Esperamos que Assunção Cristas tenha a capacidade de levar isto a sério. É um compromisso importante. O CDS deve ser exemplar no combate às clientelas do Estado. É um aspeto essencial do nosso pensamento político. Aliás, é crucial como já demonstra a presente atuação deste governo socialista. Há um ímpeto dos governos em Portugal para controlar a administração pública (AP) com colocações de "amiguismo" puro. Isso permite algum controlo sobre a atividade da AP, que se torna mais facilmente manuseável. Temos uma AP disponível para fazer o que os partidos querem.
Quer dizer que o CDS também beneficiou de jobs?
Somos um partido relativamente pequeno, conhecemo-nos bastante e sabemos o que acontece. O facto é que no passado tínhamos uma administração pública prestigiada e com esta cultura clientelar tem vindo a ser posta em causa por todos. Não estou a dizer que o CDS tenha sido pior do que o PSD ou o PS. O que digo é que não foi suficientemente diferente e que temos de ser mais ambiciosos nessa matéria. Temos de aceitar que a nossa intervenção política se circunscreve aos cargos políticos. E devemos usar esse peso para estruturar uma administração pública que seja independente e competente.
Qual deve se a atitude do CDS em relação à maioria que sustenta o governo PS?
Há laivos de populismo e demagogia neste governo que nós temos de ter capacidade de demonstrar e combater. É pura demagogia contrapor-se medidas de apoio às pessoas com as medidas de apoio às empresas. Dá-se a entender que o rendimento que é devolvido é uma política a favor das pessoas, ao contrário do que se passava antes, que era privilegiar as empresas. É uma visão populista e demagógica. Ou temos capacidade para dinamizar a economia e atrair investimento ou não podemos manter os atuais níveis de rendimento em Portugal. E o governo tem de estar focado nesse desafio. Um governo que atira para as pessoas promessas vãs, que sabemos serem inconsistentes, dá mau resultado mais cedo ou mais tarde. Já se viu isso no passado e empurrou-nos para uma crise enorme. O CDS tem de ter a capacidade de ajudar a desmontar este populismo.
Se esta maioria, por algum motivo, se romper, o CDS deve estar disponível para um acordo PS/PSD?
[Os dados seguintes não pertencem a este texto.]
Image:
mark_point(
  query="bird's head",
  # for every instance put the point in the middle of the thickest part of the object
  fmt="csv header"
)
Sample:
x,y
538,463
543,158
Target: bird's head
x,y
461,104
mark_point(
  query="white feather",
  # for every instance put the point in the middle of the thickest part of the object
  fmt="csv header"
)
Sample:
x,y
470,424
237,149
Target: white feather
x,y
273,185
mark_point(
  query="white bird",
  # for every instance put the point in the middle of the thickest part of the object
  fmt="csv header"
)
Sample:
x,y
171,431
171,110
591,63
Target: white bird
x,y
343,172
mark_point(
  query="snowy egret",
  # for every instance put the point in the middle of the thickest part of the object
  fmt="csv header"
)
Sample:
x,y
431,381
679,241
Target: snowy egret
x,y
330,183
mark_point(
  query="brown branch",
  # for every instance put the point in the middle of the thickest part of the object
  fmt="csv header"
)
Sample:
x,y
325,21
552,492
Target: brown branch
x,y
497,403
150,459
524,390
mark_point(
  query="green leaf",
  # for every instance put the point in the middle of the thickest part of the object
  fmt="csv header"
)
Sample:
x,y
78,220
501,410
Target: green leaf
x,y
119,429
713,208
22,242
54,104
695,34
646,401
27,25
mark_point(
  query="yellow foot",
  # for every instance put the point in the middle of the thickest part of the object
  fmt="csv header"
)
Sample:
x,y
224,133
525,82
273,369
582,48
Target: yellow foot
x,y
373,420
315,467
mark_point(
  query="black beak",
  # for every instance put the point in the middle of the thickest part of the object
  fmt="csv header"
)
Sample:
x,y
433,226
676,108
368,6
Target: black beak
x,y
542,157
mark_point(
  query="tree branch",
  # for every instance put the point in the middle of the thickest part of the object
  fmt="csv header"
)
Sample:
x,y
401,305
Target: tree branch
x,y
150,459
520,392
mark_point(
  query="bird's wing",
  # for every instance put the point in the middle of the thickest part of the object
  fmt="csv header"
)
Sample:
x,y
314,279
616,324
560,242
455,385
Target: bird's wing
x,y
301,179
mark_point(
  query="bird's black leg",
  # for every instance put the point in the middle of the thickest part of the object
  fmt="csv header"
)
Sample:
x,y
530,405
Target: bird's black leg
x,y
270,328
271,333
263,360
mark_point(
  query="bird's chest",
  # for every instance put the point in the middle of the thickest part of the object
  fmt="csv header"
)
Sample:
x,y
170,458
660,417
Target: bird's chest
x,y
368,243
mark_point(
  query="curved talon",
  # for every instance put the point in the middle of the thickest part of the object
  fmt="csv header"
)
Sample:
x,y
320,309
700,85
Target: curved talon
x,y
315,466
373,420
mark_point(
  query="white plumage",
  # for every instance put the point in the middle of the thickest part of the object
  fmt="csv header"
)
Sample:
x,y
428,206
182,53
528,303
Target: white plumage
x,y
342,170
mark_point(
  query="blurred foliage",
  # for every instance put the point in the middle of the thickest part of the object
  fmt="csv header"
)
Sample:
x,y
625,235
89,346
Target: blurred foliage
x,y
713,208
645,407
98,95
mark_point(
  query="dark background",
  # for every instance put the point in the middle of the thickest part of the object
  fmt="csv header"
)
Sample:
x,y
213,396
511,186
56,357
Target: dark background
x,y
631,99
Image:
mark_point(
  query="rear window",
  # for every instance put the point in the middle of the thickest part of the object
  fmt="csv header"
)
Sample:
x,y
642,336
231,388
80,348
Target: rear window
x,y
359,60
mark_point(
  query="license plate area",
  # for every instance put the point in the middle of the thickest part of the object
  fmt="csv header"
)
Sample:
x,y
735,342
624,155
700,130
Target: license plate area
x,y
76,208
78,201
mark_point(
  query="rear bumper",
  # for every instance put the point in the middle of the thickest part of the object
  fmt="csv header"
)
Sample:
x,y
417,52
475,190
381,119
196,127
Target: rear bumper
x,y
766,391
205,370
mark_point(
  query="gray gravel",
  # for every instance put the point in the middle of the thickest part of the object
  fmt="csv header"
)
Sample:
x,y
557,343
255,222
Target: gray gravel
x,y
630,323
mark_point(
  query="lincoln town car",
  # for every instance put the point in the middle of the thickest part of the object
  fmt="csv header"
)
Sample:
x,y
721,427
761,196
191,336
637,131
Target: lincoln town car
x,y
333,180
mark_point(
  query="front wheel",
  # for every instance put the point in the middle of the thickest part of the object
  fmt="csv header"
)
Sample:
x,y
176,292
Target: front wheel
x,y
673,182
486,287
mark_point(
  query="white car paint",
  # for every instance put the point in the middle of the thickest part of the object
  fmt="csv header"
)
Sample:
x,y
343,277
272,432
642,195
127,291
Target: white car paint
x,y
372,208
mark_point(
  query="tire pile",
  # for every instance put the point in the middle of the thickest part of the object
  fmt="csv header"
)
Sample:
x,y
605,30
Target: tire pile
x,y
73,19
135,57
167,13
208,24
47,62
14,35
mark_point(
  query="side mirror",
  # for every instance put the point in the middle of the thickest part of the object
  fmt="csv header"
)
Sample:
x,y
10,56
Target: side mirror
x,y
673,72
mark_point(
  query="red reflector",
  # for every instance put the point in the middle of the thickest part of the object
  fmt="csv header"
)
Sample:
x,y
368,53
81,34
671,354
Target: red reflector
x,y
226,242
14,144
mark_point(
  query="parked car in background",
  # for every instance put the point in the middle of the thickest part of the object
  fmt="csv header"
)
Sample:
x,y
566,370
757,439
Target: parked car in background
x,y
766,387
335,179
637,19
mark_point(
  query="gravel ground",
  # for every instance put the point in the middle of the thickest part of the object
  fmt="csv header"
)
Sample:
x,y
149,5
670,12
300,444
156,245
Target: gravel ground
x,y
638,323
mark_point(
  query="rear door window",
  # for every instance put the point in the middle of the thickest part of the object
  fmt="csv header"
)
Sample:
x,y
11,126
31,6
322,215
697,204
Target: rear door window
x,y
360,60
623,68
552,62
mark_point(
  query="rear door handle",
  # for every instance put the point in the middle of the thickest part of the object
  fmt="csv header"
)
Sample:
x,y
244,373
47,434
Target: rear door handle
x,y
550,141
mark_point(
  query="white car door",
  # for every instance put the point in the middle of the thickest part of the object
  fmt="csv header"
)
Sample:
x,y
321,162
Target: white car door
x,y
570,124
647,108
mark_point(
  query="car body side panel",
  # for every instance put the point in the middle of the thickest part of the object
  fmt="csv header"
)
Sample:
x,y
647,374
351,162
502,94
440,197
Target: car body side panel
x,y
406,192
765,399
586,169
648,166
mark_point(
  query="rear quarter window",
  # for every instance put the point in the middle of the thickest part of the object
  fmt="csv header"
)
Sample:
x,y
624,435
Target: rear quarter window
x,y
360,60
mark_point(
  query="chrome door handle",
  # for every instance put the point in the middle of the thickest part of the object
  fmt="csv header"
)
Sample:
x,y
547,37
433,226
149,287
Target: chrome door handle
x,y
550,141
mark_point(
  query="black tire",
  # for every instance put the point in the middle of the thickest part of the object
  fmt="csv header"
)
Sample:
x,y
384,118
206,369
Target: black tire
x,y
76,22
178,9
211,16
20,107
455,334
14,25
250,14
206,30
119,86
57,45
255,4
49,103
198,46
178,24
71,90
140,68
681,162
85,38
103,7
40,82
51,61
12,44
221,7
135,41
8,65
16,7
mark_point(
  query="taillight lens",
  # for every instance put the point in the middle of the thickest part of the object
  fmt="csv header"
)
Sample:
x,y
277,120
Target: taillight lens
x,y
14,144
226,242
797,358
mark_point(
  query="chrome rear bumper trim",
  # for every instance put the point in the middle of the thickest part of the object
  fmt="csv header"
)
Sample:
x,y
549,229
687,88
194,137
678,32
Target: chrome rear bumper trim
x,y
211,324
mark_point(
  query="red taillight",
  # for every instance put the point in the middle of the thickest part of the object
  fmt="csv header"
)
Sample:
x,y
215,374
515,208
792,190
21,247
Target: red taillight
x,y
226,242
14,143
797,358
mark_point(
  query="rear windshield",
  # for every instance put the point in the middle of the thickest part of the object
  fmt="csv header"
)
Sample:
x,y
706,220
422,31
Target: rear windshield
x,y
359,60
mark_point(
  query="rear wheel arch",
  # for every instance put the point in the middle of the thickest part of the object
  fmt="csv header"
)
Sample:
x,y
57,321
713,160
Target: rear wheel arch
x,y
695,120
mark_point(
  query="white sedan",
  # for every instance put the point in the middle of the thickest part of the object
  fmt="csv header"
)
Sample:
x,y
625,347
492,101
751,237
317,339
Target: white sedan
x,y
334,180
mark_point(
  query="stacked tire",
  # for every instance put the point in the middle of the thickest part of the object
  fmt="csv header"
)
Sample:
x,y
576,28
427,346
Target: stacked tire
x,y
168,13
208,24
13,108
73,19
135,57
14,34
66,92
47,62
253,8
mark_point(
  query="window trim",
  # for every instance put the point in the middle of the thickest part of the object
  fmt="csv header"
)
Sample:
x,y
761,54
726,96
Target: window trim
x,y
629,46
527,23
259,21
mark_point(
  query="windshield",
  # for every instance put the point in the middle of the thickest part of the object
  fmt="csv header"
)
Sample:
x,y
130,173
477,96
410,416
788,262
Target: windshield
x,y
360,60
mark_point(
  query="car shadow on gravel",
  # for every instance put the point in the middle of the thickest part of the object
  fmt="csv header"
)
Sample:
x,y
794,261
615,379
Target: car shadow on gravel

Era bom para o CDS que quando isso acontecesse fôssemos reforçados por umas eleições. Era bom também para Assunção Cristas. Pelo que tenho ouvido, ela não exclui nenhuma possibilidade. Mas não é muito razoável pensar que o PS vá, de repente, alterar a sua política. A possibilidade de nós apoiarmos uma solução que envolva o Partido Socialista tem que ver com uma alteração de política. E isso não é expectável. Compreendo que não se queira excluir nenhum cenário, até porque o Presidente da República pode impô--lo. Para o CDS, era preferível que houvesse eleições e que fosse sozinho, sem coligação.
O primeiro grande teste à popularidade da nova liderança podem ser as eleições autárquicas, em finais de 2017. Assunção Cristas deve passar essa prova?
Não acho que seja um teste à popularidade, porque ela já a tem. Mas seria uma candidata muito forte à Câmara de Lisboa. No entanto, considero que essa especulação é extemporânea porque, pelo que temos aprendido ultimamente, seis meses em política é uma eternidade. Tendo em conta os sinais de fragilidade que esta maioria demonstra, o final de 2017 é ainda muito longínquo.
Como vê o sucesso da Frente Nacional em França? O CDS pode apostar em bandeiras idênticas como as relacionadas com os imigrantes?
Não, de maneira alguma. Uma das coisas que nos preocupa é o crescimento do extremismos em toda a Europa, quer de direita quer de esquerda. Ou os partidos do eixo democrático têm a capacidade de se renovar, ou as pessoas que não se identificam com o que existe têm tendência para extremar as sua posições. Assunção Cristas pode ser um antídoto contra os extremismos. Um primeiro sinal de mudança num partido democrático que colocou alguém na sua liderança que, usando a expressão do Nuno Melo, não subiu as escadas todas do aparelho partidário. Sem nunca prescindir da tradição humanista que nos caracteriza, como partido equilibrado e moderado.